Но мне по нраву мирные элегии и ласковые звуки,
А не, опасности не зная, возвышенным стихосложеньем толкать людей дорогой гнева.
Помимо этого, имперская идея пыталась соединить, упорядочить национальное и наднациональное, но никак не противопоставить одно другому. А вот цитата из вышеназванного дугинского манифеста, где сей текст, вопреки самому своему названию, на деле восстаёт против империи:
«При этом наднациональное единство Папского престола и Западно-Римской Империи — как ещё одно выражение "коллективной идентичности" — также упразднялось. А на его месте устанавливался порядок на основе суверенных национальных государств, своего рода „политических индивидуумов“. После окончания 30-летней войны Вестфальский мир закрепил именно такой порядок».
В конце концов, схоластика, как и её ответвления, — это совокупность сложнейших многогранных философских учений, которыми описывается мироздание, методология его познания, этика, физика, метафизика. Как нас учит история, сложные конструкты никогда не становятся политическими идеологиями. Никто и никогда в политических дискуссиях не оперировал категориями «реализма» и «номинализма», в натурфилософии — да, в теологии — да, но не в политике. Идея империи — это, прежде всего, стоицизм. О каком имперском ренессансе может идти речь дальше в непоследовательных мыслеизъявлениях «величайшего философа современности», если храм его мысли стоит на зыбком фундаменте собственных погрязших в противоречиях выдумок?
Философская игра в напёрстки. Традиция без традиции
По правде сказать, я так и не смог осилить ни одного тома «Ноомахии». Начав читать «Войны ума. Три логоса. Аполлон, Дионис, Кибела», я быстро утомился от череды биографий философов, выглядящих как заготовки статьи для Википедии, где намеренно сложнейшие идеи самых разных мыслителей подавались в цепи дугинской логики, не перевранные, но упрощённые до того, что становились ложью.
Он излагает их настолько пространно и так ловко перескакивает с темы на тему, что зацепиться за пороки логических цепочек очень сложно. Он своего рода напёрсточник от мира гуманитарной науки — всё выглядит очень достоверно и просто, но читатель в потоке почти достоверных фактов остаётся обманутым. Приведу образец этой логики на примере, где я считаю себя компетентным, по крайней мере, компетентнее Александра Гельевича. Его цитата из книги «Логос Африки: Люди Чёрного солнца»:
«Кроме того, философия силы обнаруживается и в западном обществе. К примеру, охота на ведьм — это не просто эксцесс общества, а фундаментальная социология банту. Охота первичнее, чем сама ведьма. Любопытно, что даже Жан Боден в трактате “Демономания колдунов” писал о том, как определять ведьм!»

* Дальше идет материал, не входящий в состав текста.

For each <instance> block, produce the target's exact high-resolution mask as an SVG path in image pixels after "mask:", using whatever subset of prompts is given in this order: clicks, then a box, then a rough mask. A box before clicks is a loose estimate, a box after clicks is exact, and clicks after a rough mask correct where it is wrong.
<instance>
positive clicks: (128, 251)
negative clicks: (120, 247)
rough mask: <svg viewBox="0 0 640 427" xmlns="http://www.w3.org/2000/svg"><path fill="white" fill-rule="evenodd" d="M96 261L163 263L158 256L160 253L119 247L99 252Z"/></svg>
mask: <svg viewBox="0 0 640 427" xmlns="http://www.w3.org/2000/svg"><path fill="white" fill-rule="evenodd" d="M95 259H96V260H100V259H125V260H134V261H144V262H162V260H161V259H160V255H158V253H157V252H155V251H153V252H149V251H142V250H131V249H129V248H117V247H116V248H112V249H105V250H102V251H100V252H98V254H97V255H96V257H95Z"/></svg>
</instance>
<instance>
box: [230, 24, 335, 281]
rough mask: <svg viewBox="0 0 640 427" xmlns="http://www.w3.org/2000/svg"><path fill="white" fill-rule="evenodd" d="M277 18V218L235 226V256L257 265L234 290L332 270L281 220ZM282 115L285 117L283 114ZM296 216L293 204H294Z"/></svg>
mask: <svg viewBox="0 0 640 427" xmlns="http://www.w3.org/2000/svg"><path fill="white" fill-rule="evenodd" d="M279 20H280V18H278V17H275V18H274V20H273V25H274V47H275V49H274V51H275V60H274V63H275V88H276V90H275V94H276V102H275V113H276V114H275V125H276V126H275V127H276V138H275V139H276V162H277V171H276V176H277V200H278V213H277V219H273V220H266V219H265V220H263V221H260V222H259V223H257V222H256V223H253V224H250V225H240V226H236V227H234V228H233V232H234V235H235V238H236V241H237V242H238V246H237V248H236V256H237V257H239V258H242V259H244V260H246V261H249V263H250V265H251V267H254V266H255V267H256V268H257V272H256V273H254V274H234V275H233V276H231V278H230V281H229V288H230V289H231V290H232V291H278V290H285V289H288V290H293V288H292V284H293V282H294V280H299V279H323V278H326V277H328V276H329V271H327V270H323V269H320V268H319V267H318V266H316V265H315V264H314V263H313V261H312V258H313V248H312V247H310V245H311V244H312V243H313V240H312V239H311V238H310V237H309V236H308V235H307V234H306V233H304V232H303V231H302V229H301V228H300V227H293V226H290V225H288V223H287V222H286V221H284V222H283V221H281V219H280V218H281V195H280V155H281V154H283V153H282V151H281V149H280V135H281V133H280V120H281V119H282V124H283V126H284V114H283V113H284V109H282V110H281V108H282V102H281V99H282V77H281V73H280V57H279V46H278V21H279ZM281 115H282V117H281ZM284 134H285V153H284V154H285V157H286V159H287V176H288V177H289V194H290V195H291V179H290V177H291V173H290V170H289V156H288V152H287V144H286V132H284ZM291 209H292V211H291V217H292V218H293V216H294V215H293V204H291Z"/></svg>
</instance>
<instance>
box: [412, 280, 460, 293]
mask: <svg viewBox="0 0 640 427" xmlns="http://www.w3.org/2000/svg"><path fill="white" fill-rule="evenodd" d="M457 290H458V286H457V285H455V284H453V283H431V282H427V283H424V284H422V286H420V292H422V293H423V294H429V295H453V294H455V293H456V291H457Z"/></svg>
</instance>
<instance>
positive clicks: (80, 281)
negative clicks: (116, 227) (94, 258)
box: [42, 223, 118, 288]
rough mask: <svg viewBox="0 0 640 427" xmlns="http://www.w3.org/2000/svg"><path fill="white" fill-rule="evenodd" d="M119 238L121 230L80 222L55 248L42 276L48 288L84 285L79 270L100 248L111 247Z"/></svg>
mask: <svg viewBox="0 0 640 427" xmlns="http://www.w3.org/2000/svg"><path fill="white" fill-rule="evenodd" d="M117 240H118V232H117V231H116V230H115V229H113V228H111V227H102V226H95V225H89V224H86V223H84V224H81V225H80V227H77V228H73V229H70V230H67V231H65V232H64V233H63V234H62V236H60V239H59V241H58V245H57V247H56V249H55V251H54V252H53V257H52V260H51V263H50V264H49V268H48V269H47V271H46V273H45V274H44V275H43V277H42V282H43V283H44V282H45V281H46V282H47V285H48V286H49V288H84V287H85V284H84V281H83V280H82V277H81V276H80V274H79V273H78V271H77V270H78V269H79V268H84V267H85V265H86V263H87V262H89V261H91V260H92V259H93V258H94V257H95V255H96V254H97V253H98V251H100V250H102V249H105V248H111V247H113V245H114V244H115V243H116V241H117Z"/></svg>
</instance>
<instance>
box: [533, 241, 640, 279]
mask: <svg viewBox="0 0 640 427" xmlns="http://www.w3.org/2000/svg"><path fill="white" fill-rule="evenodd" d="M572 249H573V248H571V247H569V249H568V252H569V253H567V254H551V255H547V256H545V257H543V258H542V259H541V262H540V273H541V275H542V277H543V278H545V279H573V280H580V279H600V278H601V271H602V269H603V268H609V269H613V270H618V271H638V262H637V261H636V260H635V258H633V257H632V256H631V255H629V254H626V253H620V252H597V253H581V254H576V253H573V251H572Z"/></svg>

Разумеется, философия силы настолько архаична и универсальна, что присутствует в «западном» обществе, как и, в той или иной форме, в любом другом. Эта глубокая мысль не стоит бумаги, на которой написана. Далее, если тезис «Охота первичнее, чем сама ведьма» связывается автором с трактатом Бодена, а воззрения Бодена с верой в колдунов у народа банту, то, во-первых, это сложно перепроверить, ибо людей глубоко сведущих как в африканской культуре, так и в европейской интеллектуальной традиции XVI века вряд ли много, а во-вторых, будучи переводчиком той самой «Демономании колдунов» на русский язык, я ничего и близко на то похожего не помню. Если же «даже Жан Боден в трактате «Демономания колдунов» писал о том, как определять ведьм» — это добавление для доказательства предыдущего тезиса (не знаю, правда, как он может его подтвердить), то раскрою секрет: подавляющее число трактатов о ведьмах, если не все, от Malleus maleficarum Генриха Инститора до De strigimagarum daemonumque mirandis Сильвестро Маццолини и Compendium maleficarum Франческо Марии Гуаццо, посвящены этому, и звучит подобное заключение абсурдно: почему именно Боден? Ведь вовсе не этим он выделяется на фоне остальных авторов подобного рода демонологических работ.
Дугина сложно поймать на прямой лжи, но его философия — это кривое зеркало истории и философии, в котором совокупность подлинных фактов, выдернутых из контекста, приводит к лживым выводам. Забавно наблюдать, как отвержение «позитивистской науки» у Дугина вступает в противоречие с провозглашаемым им традиционализмом. В непоследовательности собственных взглядов он сходится с Мохаммедом Юсуфом, экс-лидером нигерийской исламисткой террористической организации «Боко харам», который в своём стремлении к «чистоте ислама» отвергает достижения арабской науки, как, например, шарообразность Земли, которую ещё в IX веке математически доказал мусульманский же учёный аль-Фергани.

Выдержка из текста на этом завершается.